With Unreal going free, I decided to move a Cryengine project over. I did everything in that project through cpp and had a good understanding of the code’s flow. With Unreal, I wanted to use blueprints to get things pieced together as quickly as possible and then worry about an optimized cpp implementation later. Unreal is pretty game-agnostic, which is great compared to Cryengine, but the portal documentation isn’t. Templates and the associated tutorials are great at telling you how to go about doing something, but there’s not much there in terms of explaining why things are done in a certain and specific way. This has lead to a frustrating couple of days as I try and implement similar, but different enough, mechanics using templates as learning resources.
If I could summarize my experience through examples I would probably have to point towards the EditorTutorial classes used with template projects. The first/third person and twin stick editor tutorials pretty much overview the same thing in regards to how the player controls movement in the game, but the implementations end up using different types of nodes. I suggest that in future “getting started” types of updates to the documentation and tutorials, an effort is made to address game-specific decisions in a game-agnostic manner.

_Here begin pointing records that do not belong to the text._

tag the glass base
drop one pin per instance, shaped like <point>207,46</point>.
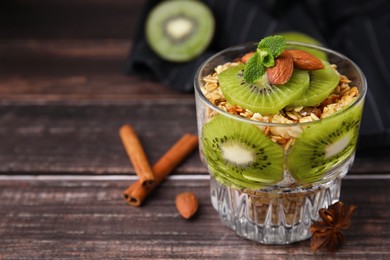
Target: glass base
<point>273,217</point>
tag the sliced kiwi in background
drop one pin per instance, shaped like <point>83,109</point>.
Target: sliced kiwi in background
<point>240,153</point>
<point>322,83</point>
<point>301,37</point>
<point>261,96</point>
<point>324,145</point>
<point>179,30</point>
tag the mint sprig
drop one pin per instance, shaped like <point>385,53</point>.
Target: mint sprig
<point>268,49</point>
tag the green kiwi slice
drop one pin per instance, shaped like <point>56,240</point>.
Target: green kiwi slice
<point>324,145</point>
<point>322,83</point>
<point>261,96</point>
<point>179,30</point>
<point>240,154</point>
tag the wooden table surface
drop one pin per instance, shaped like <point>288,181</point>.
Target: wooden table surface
<point>63,97</point>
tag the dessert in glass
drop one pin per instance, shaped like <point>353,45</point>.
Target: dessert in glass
<point>278,128</point>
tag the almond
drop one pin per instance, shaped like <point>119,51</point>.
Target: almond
<point>187,204</point>
<point>247,57</point>
<point>282,71</point>
<point>305,61</point>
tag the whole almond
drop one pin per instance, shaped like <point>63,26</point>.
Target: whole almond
<point>283,69</point>
<point>187,204</point>
<point>247,57</point>
<point>305,61</point>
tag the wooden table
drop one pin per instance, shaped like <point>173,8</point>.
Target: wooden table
<point>63,97</point>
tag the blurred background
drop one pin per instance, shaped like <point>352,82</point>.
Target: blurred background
<point>55,50</point>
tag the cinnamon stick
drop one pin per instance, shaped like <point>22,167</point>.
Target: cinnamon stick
<point>136,193</point>
<point>136,155</point>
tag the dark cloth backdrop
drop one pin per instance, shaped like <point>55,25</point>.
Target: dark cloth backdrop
<point>359,29</point>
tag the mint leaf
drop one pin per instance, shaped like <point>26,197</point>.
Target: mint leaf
<point>273,44</point>
<point>254,68</point>
<point>266,58</point>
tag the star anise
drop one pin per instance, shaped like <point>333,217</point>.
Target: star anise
<point>327,233</point>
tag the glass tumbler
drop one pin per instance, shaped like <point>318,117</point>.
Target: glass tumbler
<point>282,211</point>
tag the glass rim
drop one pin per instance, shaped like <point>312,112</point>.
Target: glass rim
<point>199,93</point>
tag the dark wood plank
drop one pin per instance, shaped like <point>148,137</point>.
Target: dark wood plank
<point>87,19</point>
<point>83,139</point>
<point>72,70</point>
<point>89,219</point>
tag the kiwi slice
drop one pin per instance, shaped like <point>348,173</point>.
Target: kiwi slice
<point>179,30</point>
<point>240,154</point>
<point>301,37</point>
<point>261,96</point>
<point>322,83</point>
<point>324,145</point>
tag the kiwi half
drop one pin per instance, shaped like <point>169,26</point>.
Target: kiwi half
<point>261,96</point>
<point>324,145</point>
<point>179,30</point>
<point>322,83</point>
<point>240,155</point>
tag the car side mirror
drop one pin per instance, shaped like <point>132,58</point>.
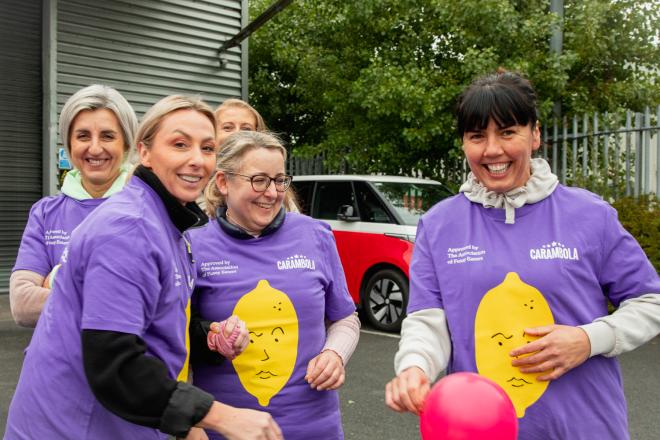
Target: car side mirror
<point>347,214</point>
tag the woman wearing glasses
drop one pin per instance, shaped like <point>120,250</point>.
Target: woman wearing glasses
<point>280,273</point>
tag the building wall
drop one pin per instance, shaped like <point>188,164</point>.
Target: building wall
<point>146,49</point>
<point>20,123</point>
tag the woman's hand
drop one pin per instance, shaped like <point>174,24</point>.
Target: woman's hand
<point>408,390</point>
<point>197,434</point>
<point>229,337</point>
<point>559,349</point>
<point>48,281</point>
<point>326,371</point>
<point>240,423</point>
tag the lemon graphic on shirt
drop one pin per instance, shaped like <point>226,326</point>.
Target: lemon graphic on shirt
<point>502,315</point>
<point>267,363</point>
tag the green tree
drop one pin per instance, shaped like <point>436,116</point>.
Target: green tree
<point>374,82</point>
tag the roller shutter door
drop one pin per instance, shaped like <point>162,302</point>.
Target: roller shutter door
<point>20,124</point>
<point>148,49</point>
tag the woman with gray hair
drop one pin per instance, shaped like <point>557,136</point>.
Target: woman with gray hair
<point>280,273</point>
<point>97,126</point>
<point>109,356</point>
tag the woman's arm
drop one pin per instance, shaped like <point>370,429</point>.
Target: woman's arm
<point>137,388</point>
<point>424,351</point>
<point>342,337</point>
<point>326,371</point>
<point>26,297</point>
<point>635,322</point>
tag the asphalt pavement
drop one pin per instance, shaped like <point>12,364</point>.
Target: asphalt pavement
<point>364,413</point>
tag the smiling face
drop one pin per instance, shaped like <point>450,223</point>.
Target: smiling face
<point>182,153</point>
<point>97,149</point>
<point>267,363</point>
<point>247,208</point>
<point>500,157</point>
<point>504,312</point>
<point>233,119</point>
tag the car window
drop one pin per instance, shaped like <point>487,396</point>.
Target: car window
<point>411,200</point>
<point>370,206</point>
<point>304,194</point>
<point>330,196</point>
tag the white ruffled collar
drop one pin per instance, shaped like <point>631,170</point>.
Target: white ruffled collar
<point>539,186</point>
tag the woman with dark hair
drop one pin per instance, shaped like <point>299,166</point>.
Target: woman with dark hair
<point>109,356</point>
<point>512,277</point>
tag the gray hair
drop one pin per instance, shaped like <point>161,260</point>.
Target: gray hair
<point>97,97</point>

For example, explain why “Add controller ___ Input” nodes are used in the Third Person character template as apposed to flat out adjusting the world translation/rotation as seen in the Twin Stick pawn template. If people new to the engine understand the reasoning and know-how behind those decisions/requirements they are more able to continue to create or learn new things. I feel that the Gameplay Guide covers the higher level concepts used in these templates but when it comes down to it that bit of documentation doesn’t help you decide which nodes to create and connect.